The Silent Companions
Laura Purcell
Penguin Books
In 1865, Elsie Bainbridge’s new marriage comes to an end with the sudden death of her husband Rupert. She is pregnant with his child. She arrives at The Bridge, the Bainbridge family’s country estate, intending to inter Rupert in his family vault and spend the rest of her confinement in peace. With only the companionship of Rupert’s cousin Sarah and occasional visits from her brother Jolyon, Elsie tries to come to terms with the household with its stand-offish servants. She has plans to improve the run-down house and the decrepit local village of Fayford, but it seems something has other ideas.
. . . instills a sense of creeping horror . . .

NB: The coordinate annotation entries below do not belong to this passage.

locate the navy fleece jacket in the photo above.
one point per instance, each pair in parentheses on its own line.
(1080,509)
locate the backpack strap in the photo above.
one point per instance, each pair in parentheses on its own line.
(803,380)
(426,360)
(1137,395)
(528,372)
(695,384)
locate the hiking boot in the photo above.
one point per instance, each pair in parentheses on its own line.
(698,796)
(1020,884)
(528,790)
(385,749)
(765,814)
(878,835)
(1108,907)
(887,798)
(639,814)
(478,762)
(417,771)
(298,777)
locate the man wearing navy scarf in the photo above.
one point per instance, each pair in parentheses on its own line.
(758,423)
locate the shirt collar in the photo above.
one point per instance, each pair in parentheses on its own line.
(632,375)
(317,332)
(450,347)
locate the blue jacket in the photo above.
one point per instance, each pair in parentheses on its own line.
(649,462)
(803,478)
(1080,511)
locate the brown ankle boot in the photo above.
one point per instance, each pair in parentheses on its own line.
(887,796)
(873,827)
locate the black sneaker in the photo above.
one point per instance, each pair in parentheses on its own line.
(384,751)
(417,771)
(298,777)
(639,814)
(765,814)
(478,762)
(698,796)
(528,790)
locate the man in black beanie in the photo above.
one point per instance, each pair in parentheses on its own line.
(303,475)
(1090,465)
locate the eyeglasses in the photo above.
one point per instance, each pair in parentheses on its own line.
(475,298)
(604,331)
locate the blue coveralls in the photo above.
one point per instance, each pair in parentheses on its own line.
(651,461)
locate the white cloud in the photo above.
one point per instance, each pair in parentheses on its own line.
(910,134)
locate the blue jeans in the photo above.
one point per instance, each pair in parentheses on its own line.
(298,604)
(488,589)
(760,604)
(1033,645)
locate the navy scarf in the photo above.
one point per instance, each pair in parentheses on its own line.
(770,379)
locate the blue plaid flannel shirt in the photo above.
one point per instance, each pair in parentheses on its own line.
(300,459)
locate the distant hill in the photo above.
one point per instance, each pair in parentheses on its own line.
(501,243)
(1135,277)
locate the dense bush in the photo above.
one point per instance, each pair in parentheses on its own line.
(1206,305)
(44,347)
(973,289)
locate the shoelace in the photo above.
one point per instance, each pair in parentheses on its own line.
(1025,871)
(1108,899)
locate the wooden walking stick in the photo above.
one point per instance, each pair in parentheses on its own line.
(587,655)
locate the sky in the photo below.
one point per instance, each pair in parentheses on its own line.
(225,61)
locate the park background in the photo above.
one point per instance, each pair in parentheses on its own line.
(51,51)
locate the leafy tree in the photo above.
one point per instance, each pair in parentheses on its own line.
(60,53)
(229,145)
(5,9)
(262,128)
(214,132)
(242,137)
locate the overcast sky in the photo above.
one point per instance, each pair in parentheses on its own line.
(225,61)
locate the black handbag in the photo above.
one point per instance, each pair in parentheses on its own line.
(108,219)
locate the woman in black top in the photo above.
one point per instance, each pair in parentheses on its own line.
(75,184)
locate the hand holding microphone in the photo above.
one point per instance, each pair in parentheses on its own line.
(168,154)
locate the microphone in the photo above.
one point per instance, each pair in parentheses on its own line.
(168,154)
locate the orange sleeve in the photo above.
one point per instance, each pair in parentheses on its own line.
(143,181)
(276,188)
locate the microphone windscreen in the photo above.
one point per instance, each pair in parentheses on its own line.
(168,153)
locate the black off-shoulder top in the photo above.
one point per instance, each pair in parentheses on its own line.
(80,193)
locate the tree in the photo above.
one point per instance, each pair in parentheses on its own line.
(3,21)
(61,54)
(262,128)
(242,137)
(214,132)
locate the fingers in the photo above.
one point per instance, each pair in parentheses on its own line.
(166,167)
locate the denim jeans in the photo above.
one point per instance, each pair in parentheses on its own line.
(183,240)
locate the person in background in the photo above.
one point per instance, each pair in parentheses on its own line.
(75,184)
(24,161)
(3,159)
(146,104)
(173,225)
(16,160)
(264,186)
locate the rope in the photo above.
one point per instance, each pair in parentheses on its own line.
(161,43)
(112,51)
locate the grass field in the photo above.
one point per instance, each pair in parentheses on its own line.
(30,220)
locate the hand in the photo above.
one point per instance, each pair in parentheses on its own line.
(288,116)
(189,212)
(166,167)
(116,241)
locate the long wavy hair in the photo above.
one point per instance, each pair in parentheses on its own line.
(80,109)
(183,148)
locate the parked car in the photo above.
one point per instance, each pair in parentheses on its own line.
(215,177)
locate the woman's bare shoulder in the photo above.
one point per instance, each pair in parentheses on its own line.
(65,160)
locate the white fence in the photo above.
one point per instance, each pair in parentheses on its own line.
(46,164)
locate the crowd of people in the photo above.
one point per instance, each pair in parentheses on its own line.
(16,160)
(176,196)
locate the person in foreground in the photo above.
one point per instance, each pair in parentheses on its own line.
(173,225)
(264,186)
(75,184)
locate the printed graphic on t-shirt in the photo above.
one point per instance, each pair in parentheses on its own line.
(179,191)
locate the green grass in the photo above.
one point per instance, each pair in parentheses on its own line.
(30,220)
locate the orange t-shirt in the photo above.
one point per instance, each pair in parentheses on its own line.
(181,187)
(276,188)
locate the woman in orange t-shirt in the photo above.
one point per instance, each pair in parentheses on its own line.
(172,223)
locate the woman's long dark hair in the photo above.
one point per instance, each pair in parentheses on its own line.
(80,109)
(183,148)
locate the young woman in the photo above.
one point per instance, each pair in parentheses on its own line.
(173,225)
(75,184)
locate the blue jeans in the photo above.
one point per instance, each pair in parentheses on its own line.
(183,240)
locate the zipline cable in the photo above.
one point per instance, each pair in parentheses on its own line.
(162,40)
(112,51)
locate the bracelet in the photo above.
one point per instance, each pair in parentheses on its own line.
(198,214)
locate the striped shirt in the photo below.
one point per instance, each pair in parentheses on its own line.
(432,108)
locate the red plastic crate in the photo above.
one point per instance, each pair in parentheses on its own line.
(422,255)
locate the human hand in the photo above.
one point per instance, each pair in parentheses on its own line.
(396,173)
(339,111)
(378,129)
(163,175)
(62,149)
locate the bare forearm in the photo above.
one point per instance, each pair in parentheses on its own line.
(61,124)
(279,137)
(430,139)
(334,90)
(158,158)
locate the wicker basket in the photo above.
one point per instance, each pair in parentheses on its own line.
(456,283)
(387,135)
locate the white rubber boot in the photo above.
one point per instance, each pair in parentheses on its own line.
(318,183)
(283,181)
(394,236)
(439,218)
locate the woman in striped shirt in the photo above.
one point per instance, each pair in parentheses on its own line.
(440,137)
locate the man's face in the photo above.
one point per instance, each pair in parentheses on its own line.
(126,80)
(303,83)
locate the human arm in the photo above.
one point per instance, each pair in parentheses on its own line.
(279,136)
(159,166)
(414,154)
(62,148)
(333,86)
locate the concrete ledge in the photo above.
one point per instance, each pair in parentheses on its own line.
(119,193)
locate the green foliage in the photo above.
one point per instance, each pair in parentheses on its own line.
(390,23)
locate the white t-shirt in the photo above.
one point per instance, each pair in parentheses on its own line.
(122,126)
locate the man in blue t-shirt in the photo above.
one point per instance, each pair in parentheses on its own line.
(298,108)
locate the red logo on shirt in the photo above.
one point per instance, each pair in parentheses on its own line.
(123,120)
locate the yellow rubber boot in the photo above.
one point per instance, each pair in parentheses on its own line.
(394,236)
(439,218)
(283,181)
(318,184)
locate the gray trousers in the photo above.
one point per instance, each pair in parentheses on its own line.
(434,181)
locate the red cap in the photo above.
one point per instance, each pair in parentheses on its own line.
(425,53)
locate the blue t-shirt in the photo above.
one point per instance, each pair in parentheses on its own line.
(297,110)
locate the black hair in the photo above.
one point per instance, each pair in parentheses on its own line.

Rupert’s seventeenth century ancestor Anne Bainbridge bought a number of painted life-size figures called silent companions, intending to amuse King Charles I and his queen during their stay at The Bridge. The realistic-looking images disturb Elsie from the first time she encounters them in a locked garret. Her sense of unease deepens as they turn up in unexpected places around the house, seemingly without human intervention. Who is the young girl depicted in one of the images? And do her eyes really follow Elsie’s movements? Sarah reads Anne Bainbridge’s journals and discovers the strange events affecting The Bridge are connected to the disastrous royal visit in 1635. Local legend says Anne was a witch, and her daughter Hetta far worse. A series of accidents begin to occur followed by a sudden death. Soon Elsie is fighting for her life and sanity as the silent companions watch and wait.
Laura Purcell’s The Silent Companions gives the reader a skillfully written story that instills a sense of creeping horror from the first page. One for lovers of Gothic horror.